Ich arbeitete als Restaurantleiterin in Mitte und kam von einem Teammeeting, in dem es einen Vorstoß der Köche gab, zu einem grösseren Teil am Trinkgeld beteiligt zu werden. Ich saß auf seinem Küchentisch und schaute höflich in die, darf ich es nochmal sagen: Haferklösschenpfanne, und weil Ralf und ich uns einfach immer so herrlich als Koch und Kellnerin begegnen konnten,
entspann sich eine abendfüllende, emotionale Diskussion.
Monsieur war der Ansicht, dass der Küche mindestens 100 Prozent des Trinkgeldes zustünden, schließlich kämen die Gäste wegen des Essens. Mein Gesicht war ein einziges: WHAT?, und mein Mund formulierte fröhlich los: Dass es nur ganz selten ums Essen geht. Je Stern, desto ja, aber generell sei doch Trinkgeld die Anerkennung für aufmerksamen Service, der sogar Patzer aus der Küche wett machen würde.
And here we are:
Was ist für Gäste ein gelungener Abend in einem Restaurant?
Die Mindestanforderung ist, dass Essen, Getränke und Service nicht launenergreifend schlecht sind und der große Ärger sich beim Verlassen unterhakt und mit nach Hause geht. Schöner ist es, wenn Atmosphäre und Produkte so sind, dass sich Angenehmes um die Seele und in den Magen kuschelt und die Welt ein bisschen besser aussieht. Großartig ist es, das mit jemandem zu teilen, dem man gern zuhört und selbst immer mal was ins Gespräch streut. Und sicher am besten ist es, wenn der Abend Erinnerungen einpackt an kleine besondere Momente. Und Schokotrüffel.
Klingt nach 50 Prozent in der Trinkgeldverteilung. Stimmt. Wie es üblicherweise ist? Sehr unterschiedlich. Es gibt Läden, in denen bekommt jeder das Gleiche. Es gibt die Verteilung nach Punkten, in der es meistens so ist, dass diese aufsteigend in der Hierarchie verteilt werden und damit auch das Geld.
Es gibt Regelungen von 30 Prozent für die Küche und alle Hilfskräfte, die nicht direkt an den Tischen für Bestellungen und Abrechnungen zuständig sind. Es gibt 40 Prozent, es gibt gar nichts für niemanden, außer für den Kellner, es gibt zehn Euro für den Barkeeper; es gibt Läden, in denen gibst Du Dein Portemonnaie am Ende der Schicht dem Restaurantleiter oder wem auch immer, und er behält das Geld oder verteilt nach Gutdünken. Nachdem die Kasse stimmt, selbstverständlich. Beliebtes Mittel: Unregelmäßigkeiten in der Abrechnung mit dem Trinkgeld auszugleichen.

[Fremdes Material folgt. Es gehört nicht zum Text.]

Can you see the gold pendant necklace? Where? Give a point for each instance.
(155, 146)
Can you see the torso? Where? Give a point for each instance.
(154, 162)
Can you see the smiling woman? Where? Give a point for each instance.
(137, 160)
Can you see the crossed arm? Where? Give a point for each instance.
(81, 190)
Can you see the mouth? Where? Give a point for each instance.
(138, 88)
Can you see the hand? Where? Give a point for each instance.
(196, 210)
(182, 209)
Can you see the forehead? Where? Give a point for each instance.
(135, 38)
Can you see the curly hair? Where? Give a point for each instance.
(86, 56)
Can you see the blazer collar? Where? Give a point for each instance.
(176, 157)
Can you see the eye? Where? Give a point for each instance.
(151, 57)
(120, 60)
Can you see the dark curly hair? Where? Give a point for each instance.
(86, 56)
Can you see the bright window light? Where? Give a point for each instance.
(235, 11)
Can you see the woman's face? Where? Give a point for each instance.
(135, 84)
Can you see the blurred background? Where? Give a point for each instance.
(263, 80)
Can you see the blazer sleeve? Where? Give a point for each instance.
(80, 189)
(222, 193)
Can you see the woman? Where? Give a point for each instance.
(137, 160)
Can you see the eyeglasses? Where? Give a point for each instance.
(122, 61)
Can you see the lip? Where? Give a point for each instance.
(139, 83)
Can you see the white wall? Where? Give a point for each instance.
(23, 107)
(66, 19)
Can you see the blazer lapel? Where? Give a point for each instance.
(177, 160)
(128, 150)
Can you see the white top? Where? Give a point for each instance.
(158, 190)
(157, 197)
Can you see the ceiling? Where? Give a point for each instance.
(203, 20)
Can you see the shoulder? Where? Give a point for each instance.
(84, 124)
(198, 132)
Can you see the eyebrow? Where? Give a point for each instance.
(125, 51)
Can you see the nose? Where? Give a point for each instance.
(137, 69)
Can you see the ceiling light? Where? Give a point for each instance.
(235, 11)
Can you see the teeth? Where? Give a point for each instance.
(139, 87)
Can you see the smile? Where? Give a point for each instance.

Oder die Kellner für jedes kaputte Glas, für jede kaputten Teller, für Fehler in der Bestellung (nicht nur für selbstverschuldete, auch für verloren gegangene Bestellungen in der Küche, die erneut gebucht werden müssen oder für Fehler der Gäste bezahlen zu lassen. (Ja. Das passiert: Côtes de boeuf zu bestellen und nicht zu wissen, dass es sich da um etwas anderes als ein zartes Rinderfilet handelt. Zander zu bestellen und den Heilbutt zu meinen. Cordon bleu als Karpfen blau zu übersetzen.)
Hatte jemand von uns gedacht, das wird leichte Kost? Nicht wirklich. Aber weiter: Wenn wir von Fehlern sprechen: Es lassen sich so viele vermeiden, wenn man kommuniziert. Von beiden Seiten.
Lasst mich Euch beraten, hätte ich so oft sagen wollen und je älter ich wurde, umso mehr tat ich es. Lasst mich Euch sagen, dass Gerichte so gemeint sind, wie sie auf der Karte stehen, dass sich dabei jemand was gedacht hat und dass ich Extrawünsche gern erfülle, aber nicht zu jedem Preis.
Ich weiss es manchmal einfach besser, weil ich die Karte kenne, die Gerichte im besten Fall probiert habe und verstehe, dass es ein Gedicht ist, dem man nicht die letzte Strophe abschneidet, weil.
Fragt uns und seid neugierig.
Geht auf Nummer sicher, wenn Ihr im Geschäftsessen seid. Aber wenn Ihr privat essen geht, dann bestellt doch (#Cordobar) Huhn mit Mais und Schnulli, probiert es und kotzt mir nicht auf den Tisch, wenn ich Euch sage, dass es sich um Hühnerherzen handelt. Die Portionen sind klein, der Koch göttlich – probiert es aus. Und tauscht Euch aus darüber den ganzen Abend lang, wie sensationell, wie unerwartet es ist. Und dass Ihr beinahe nie probiert hättet und … hach, gern noch ein Glas Wein.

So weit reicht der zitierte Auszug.